Nous allons parler, ce soir :


Les vestales

Une vestale était une prêtresse dédiée à Vesta, déesse du foyer à Rome. Elle fut assimilée à la déesse grecque Hestia.

Le culte de Vesta était intimement lié aux origines de la ville. La légende indique que les frères jumeaux Romulus et Remus sont les fils de Rhéa Silvia, une Vestale d'Albe la Longue et du dieu Mars. Fruits d'un amour interdit, ils ont été exposés et leur mère condamnée.

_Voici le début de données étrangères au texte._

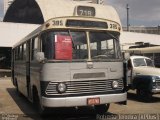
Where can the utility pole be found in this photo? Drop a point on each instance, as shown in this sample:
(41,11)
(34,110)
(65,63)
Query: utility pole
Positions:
(127,7)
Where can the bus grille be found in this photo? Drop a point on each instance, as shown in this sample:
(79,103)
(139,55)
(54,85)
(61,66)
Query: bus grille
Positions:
(84,87)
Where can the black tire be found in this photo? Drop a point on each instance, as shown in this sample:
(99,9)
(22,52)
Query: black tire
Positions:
(37,104)
(17,89)
(101,109)
(144,95)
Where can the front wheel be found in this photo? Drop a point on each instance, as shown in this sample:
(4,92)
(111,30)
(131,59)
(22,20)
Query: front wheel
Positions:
(37,103)
(101,109)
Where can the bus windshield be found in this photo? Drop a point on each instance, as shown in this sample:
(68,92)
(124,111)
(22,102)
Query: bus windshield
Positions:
(70,45)
(142,62)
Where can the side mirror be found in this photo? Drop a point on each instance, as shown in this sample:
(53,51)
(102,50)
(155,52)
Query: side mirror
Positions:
(39,56)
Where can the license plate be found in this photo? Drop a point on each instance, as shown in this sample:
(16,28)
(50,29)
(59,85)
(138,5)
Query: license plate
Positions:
(93,101)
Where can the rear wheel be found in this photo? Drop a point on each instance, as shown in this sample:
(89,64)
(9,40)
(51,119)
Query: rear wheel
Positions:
(101,109)
(37,103)
(144,94)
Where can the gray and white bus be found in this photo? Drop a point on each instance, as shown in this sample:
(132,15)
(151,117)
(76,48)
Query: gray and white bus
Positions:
(72,61)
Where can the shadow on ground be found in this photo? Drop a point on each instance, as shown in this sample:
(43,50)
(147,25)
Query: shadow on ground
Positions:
(30,113)
(133,96)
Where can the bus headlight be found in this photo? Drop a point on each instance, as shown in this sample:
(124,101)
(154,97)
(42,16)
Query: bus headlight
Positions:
(61,87)
(115,84)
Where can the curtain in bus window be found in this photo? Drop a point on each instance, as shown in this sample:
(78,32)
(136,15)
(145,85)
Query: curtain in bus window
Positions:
(63,47)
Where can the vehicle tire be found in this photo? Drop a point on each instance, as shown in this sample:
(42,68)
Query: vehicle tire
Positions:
(101,109)
(37,104)
(17,89)
(144,95)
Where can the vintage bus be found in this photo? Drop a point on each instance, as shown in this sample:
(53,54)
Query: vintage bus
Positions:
(72,61)
(151,52)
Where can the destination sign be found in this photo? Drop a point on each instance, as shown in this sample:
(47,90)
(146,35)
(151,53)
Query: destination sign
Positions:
(86,11)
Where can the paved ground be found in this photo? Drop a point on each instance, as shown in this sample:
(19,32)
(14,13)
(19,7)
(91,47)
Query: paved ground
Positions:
(13,106)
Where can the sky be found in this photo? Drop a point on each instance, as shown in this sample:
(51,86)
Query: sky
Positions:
(141,12)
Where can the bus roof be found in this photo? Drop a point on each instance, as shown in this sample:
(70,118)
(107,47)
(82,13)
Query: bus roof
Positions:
(155,49)
(60,8)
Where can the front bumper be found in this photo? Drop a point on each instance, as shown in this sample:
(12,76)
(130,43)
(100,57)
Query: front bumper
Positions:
(82,100)
(156,90)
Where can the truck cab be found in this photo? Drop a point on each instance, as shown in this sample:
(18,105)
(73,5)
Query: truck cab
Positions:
(143,76)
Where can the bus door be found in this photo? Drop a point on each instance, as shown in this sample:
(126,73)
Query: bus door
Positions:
(28,69)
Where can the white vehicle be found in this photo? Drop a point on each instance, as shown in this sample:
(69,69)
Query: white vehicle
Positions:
(72,61)
(143,76)
(151,52)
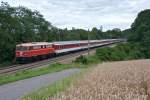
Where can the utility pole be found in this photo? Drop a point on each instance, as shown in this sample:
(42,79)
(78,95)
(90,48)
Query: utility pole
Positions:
(88,43)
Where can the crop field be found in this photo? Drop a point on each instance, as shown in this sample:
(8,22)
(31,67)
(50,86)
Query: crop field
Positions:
(125,80)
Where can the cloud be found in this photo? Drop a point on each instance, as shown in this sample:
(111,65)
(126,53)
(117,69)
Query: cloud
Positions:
(86,13)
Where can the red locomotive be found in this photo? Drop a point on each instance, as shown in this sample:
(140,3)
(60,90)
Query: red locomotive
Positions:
(40,50)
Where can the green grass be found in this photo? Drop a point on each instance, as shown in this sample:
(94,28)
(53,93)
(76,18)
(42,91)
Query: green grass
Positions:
(35,72)
(92,59)
(51,90)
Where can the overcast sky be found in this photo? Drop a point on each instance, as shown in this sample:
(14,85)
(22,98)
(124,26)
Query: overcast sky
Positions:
(86,13)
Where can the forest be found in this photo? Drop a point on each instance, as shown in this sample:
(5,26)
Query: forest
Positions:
(21,25)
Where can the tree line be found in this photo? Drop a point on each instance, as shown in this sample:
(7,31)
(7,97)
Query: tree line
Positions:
(138,46)
(21,25)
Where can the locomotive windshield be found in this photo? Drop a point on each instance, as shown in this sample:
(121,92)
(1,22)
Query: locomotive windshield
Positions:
(21,48)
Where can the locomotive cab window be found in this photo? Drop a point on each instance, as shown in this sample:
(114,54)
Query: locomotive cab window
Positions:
(21,48)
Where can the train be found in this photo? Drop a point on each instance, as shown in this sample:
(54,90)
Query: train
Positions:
(33,51)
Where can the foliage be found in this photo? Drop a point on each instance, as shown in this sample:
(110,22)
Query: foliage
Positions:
(121,52)
(20,25)
(140,31)
(33,72)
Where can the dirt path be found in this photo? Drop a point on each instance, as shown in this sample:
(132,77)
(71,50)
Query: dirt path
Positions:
(15,90)
(125,80)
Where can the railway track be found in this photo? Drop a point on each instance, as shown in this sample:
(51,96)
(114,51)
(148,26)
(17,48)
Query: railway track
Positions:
(61,59)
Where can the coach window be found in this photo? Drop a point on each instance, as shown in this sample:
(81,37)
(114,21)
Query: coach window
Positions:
(31,48)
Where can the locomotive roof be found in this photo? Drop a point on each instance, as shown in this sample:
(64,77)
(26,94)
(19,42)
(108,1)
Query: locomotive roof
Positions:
(34,44)
(68,42)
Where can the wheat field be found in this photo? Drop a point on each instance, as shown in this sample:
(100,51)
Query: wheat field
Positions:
(125,80)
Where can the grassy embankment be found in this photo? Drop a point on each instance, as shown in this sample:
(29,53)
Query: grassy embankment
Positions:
(36,72)
(120,52)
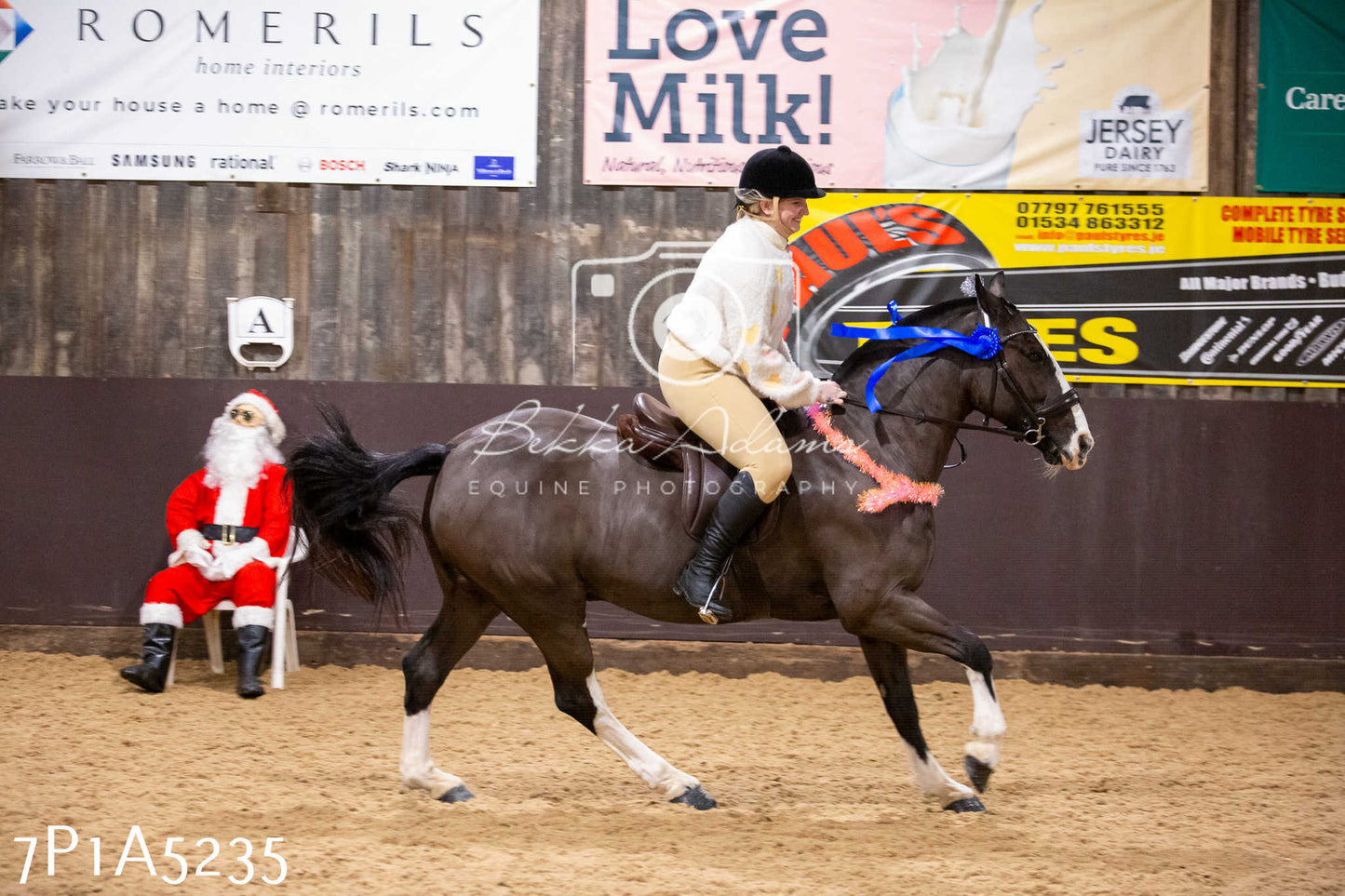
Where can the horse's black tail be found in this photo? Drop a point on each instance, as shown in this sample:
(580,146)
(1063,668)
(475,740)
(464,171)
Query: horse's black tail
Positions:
(342,502)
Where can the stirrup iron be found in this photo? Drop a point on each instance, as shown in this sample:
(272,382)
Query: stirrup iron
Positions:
(704,612)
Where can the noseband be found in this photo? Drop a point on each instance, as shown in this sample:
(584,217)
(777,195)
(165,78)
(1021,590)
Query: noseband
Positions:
(1032,434)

Selon Tite-Live I, 20, c'est le Sabin Numa Pompilius, deuxième roi de la Ville, qui transférera le culte de Vesta à Rome.

Les Vestales étaient les continuatrices d'une très ancienne tradition, le maintien du feu commun perpétuellement allumé.

Le Grand Pontife choisissait quatre fillettes à l'origine (puis six, et ensuite sept fillettes) âgées de 6 et 10 ans, et de naissance libre (d'origine patricienne exclusivement). Elles devaient être sans défaut physique ni moral (y compris parfois dans leur ascendance familiale) et devaient, sous peine de mort, rester vierges durant leur sacerdoce. Elles étaient garantes de la conservation d'un élément aussi primordial que le feu. L'extinction spontanée de ce feu était considérée comme un funeste présage.

Le service des Vestales durait trente ans. Leur collège s'organisait en trois groupes d'âges différents, les plus jeunes étant instruites par les plus anciennes pendant dix ans, celles de la classe d'âge intermédiaire entretenant le feu civique en permanence. Leur costume consistait en une tunique par-dessus laquelle elles mettaient une veste de lin. Leur chevelure était coupée lors de leur consécration. A l'issue de son temps de sacerdoce, la vestale pouvait, si elle le souhaitait, revenir à la vie civile et se marier.

Les Vestales jouissaient de nombreux privilèges attachés à leur charge.

Entretenues aux frais de l'État, elles étaient affranchies de l'autorité paternelle (alors qu'une femme romaine était mineure toute sa vie). Elles avaient le droit de tester ; elles témoignaient sans prêter serment à un procès. À la fin de la République romaine, elles étaient précédées d'un licteur pendant de leurs déplacements ; les consuls et les préteurs leur cédaient le pas et faisaient abaisser leurs faisceaux devant elles.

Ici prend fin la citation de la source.